Insulator-to-superconductor transition in quasi-one-dimensional HfS3 under pressure

TL;DR

This study demonstrates that highly insulating HfS3 can undergo an insulator-to-superconductor transition under high pressure, revealing potential superconductivity in non-metal TMTC compounds and expanding understanding of their electronic phases.

Contribution

It is the first to show pressure-induced superconductivity in an insulating TMTC, specifically HfS3, highlighting a new pathway for discovering superconductivity in similar materials.

Findings

HfS3 transitions from insulator to superconductor under high pressure.

Superconductivity in HfS3 appears above 50.6 GPa, with zero resistance above 91.2 GPa.

Structural changes accompany the electronic transition, confirmed by optical and Raman measurements.

Abstract

Various transition metal trichalcogenides (TMTC) show the charge-density-wave and superconductivity, which provide an ideal platform to study the correlation between these two orderings and the mechanism of superconductivity.

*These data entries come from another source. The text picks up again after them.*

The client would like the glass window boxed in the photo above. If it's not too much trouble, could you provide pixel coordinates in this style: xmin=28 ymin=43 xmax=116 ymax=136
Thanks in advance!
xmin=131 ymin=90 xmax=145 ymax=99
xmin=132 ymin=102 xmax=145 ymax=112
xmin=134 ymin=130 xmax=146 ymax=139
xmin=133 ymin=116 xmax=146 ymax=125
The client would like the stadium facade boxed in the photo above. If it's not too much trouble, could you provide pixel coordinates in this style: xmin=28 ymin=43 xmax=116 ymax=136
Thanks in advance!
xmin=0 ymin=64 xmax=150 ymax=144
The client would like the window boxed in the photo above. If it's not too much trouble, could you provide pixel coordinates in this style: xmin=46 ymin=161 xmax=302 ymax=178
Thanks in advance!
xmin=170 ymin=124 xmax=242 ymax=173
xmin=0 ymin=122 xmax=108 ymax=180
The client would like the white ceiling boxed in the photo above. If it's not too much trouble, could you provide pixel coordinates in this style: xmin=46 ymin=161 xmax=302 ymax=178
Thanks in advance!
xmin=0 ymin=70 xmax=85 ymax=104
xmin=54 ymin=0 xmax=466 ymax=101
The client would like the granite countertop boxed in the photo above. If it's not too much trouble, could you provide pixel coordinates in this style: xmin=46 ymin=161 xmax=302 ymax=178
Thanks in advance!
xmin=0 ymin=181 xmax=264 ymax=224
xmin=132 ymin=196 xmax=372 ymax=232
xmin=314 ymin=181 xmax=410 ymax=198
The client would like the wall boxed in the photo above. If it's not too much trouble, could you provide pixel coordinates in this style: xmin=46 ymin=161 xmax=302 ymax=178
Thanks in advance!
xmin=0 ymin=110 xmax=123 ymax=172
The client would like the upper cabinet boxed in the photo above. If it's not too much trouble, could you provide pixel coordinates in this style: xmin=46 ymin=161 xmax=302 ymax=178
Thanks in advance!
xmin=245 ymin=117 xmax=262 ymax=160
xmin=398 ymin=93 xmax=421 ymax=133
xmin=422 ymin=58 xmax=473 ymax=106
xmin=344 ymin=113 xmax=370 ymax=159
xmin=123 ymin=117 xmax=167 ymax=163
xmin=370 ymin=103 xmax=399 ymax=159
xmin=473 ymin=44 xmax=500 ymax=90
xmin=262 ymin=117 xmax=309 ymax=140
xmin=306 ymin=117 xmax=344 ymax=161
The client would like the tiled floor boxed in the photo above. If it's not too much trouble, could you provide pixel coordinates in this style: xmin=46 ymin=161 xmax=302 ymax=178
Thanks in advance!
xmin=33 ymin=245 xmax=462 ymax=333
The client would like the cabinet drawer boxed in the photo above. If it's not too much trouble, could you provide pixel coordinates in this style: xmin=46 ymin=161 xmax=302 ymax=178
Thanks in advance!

Currently, almost all metallic TMTC compounds can show superconductivity either at ambient pressure or at high pressure. However, most TMTC compounds are semiconductors and even insulators. Does the superconductivity exist in any non-metal TMTC compound? In this work, we managed to manipulate the electronic behavior of highly insulating HfS3 in term of pressure. HfS3 underwent an insulator-semiconductor transition near 17 GPa with a band gap reduce of ~1 eV. The optical absorption and Raman measurement provide the consistent results, suggesting the structural origin of the electronic transition. Upon further compression, HfS3 becomes a superconductor. The superconducting transition was initialized as early as 50.6 GPa and the zero-resistance is reached above 91.2 GPa. The superconducting behavior is further confirmed by both the magnetic field effect and current effect. This work sheds the light that all TMTC may be superconductors, and opens a new avenue to explore the abundant emergence phenomena in TMTC material family.